MOTO PARADA NÃO FAZ HISTÓRIA
Existem motociclistas e motociclistas: há quem se preocupe em rodar o mínimo possível com sua moto e há quem entenda que uma moto foi feita para criar histórias para lembrar e contar.
Faz parte da vida do fotógrafo, de tempo em tempo passar pelo processo de venda ou compra de algum equipamento, assim como na vida do motociclista: uma hora ou outra você vai comprar ou vender uma moto. Há bem pouco tempo passei por esse processo de vender uma motocicleta. Inevitavelmente começam as perguntas dos interessados e as questões de sempre: “único dono?"; "documentação em dia?"; "pneus estão bons?"; "já sofreu acidente?”. E, a mais famosa de todas e que encabeça as conversas: “quantos quilômetros rodados?”.
Claro que é uma pergunta relevante, fazemos o mesmo questionamento na hora de comprar um veículo. Teoricamente, quanto menos quilômetros rodados, mais novo e bem conservado!

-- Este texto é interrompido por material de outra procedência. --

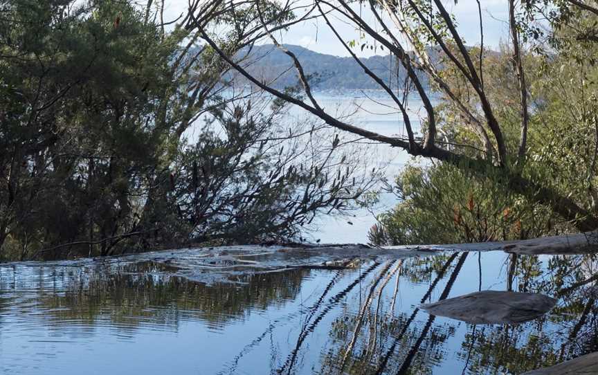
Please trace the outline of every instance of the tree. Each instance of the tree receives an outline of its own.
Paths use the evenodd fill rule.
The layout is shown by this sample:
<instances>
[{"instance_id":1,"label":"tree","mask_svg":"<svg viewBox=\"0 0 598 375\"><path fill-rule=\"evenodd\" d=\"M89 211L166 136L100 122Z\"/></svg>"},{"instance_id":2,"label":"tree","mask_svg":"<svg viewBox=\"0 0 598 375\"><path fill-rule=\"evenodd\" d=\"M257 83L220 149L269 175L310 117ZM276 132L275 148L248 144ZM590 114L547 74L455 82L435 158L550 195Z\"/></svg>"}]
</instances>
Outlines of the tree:
<instances>
[{"instance_id":1,"label":"tree","mask_svg":"<svg viewBox=\"0 0 598 375\"><path fill-rule=\"evenodd\" d=\"M566 186L555 186L546 175L538 173L538 164L529 163L529 151L536 147L529 139L528 134L535 131L530 124L532 110L529 95L525 71L525 64L523 44L538 33L536 27L524 27L526 24L534 24L534 21L542 10L550 9L552 13L552 30L570 27L575 17L561 17L574 14L578 19L588 19L591 23L596 15L595 7L581 1L532 1L517 4L509 1L510 42L512 46L512 71L511 75L517 82L517 107L519 108L519 131L514 134L507 134L508 122L499 117L497 103L490 93L491 89L486 82L487 71L484 71L482 60L487 54L483 40L477 48L467 46L459 34L458 28L451 15L441 0L422 1L406 0L388 1L370 0L364 2L348 2L344 0L328 1L316 0L307 7L301 17L287 22L284 26L273 25L265 17L260 17L262 6L260 1L251 3L254 12L260 19L261 27L248 35L248 40L261 38L271 40L279 48L283 48L273 36L275 30L292 26L310 17L318 17L323 21L337 37L338 42L359 64L381 90L385 91L395 104L397 111L402 113L403 122L406 128L406 138L385 136L365 129L356 127L334 118L323 108L311 95L309 81L303 73L299 60L292 53L285 51L289 61L298 71L307 100L301 100L287 93L277 90L267 82L261 81L248 72L242 62L228 54L220 43L215 39L199 16L205 11L192 12L190 14L188 28L197 30L206 43L213 48L230 66L233 67L253 84L264 91L293 103L321 118L329 125L348 131L359 136L386 143L392 147L401 147L413 156L424 156L451 164L462 170L471 170L482 177L496 176L496 183L525 196L530 202L550 208L565 220L574 223L581 230L592 230L598 228L598 219L592 207L586 204L586 196L572 196ZM244 6L248 6L242 2ZM558 6L551 8L552 4ZM215 1L213 7L221 6ZM543 8L545 6L545 8ZM233 7L235 6L233 6ZM285 10L291 9L294 4L289 3ZM366 21L360 16L360 9L367 8L375 22ZM192 10L194 8L192 7ZM480 30L483 31L481 19ZM520 19L522 15L529 17ZM356 42L347 42L334 28L331 19L340 18L355 26L365 35L365 44L381 46L392 55L400 64L407 77L404 92L392 89L379 76L370 70L357 57L354 48ZM390 22L391 24L389 24ZM523 34L522 34L523 33ZM483 35L483 32L482 32ZM559 37L555 33L554 37ZM590 38L586 38L591 39ZM364 44L368 46L368 44ZM413 48L408 50L408 46ZM284 51L284 50L283 50ZM437 54L433 59L432 54ZM443 103L452 113L455 114L460 129L469 131L474 137L467 138L467 143L458 144L451 139L442 139L440 126L443 113L440 108L433 105L429 91L425 87L418 72L424 72L431 82L433 89L442 96ZM416 138L416 131L412 118L404 105L406 95L415 92L421 99L427 114L425 126L422 129L424 136ZM537 129L537 128L536 128ZM539 130L539 129L538 129ZM516 138L514 138L516 137ZM509 144L516 147L509 147ZM543 169L550 167L544 165Z\"/></svg>"},{"instance_id":2,"label":"tree","mask_svg":"<svg viewBox=\"0 0 598 375\"><path fill-rule=\"evenodd\" d=\"M283 103L229 89L226 64L184 17L167 30L161 2L0 4L5 258L294 239L371 186L338 134L289 130ZM203 19L234 24L231 53L255 24L231 24L238 11Z\"/></svg>"}]
</instances>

Será? Já vi motos com 20.000 km rodados parecerem novas e motos com 3.000 km inteiramente castigadas. Particularmente, minhas motos estão sempre rodando e são muito bem cuidadas e conservadas. Sou daqueles chatos que ficam inspecionando a moto toda caso ouça um barulhinho que seja, verificando os pneus e planejando meses antes a hora da troca. Mas não é esse o ponto onde quero chegar, a questão é que moto parada não faz história!
Quando olho para o odômetro da moto, não vejo como uma torneira aberta que, a cada quilômetro rodado vai reduzindo o valor na hora da venda, e sim quais as histórias que vivi com ela. Aquela chuva torrencial numa estrada mal sinalizada, aquele pôr do sol incrível que arranca um sorriso debaixo do capacete, os encontros com os amigos, as idas e vindas de um trabalho e outro, as fotos e memórias. Tudo isso tem um valor inestimável, ficam gravados na nossa alma. Daqui 20 anos, o que vai ficar na sua lembrança? 2 ou 3 mil reais perdidos na venda ou todos esses momentos que viveu com sua moto? Vira e mexe me pego lembrando de umas situações que passei de moto e me lembro com carinho de cada uma delas.
Quando morei em Londres, há muitos anos e muitos quilos atrás, no tempo em que meu joelho não doía depois de muito tempo sentado na mesma posição, tive uma Honda CB 500S, uma versão semi-carenada e de farol quadrado que não chegou por aqui. Trabalhava de courrier (era motoboy mesmo, só o nome que é mais bonitinho); rodava o dia todo e, no final de semana, quando tinha tempo livre, saía de moto para passear. Foram tantas roubadas e tantas alegrias que nem me lembro qual o valor pelo qual vendi a moto. Foi muita chuva e muito frio. Me lembro do dia em que tive que pilotar na neve: era um quase tombo a cada 50 metros. Jamais vou esquecer daquele domingo ensolarado em frente ao Castelo de Windsor; do dia em que fui entregar um documento dentro da Royal Court Of London ou do pote de azeitona na cozinha do Palace of Westminster, onde fica o parlamento.
Ao final de dois anos e meio, que foi minha estada na terra da Rainha Elizabeth e hoje do Rei Charles, vendi minha companheira muito abaixo do valor de mercado. Curiosamente, não me lembro de números, mas minha boa e velha companheira rodou muito e ajudou a construir muitas histórias que vou levar para toda vida.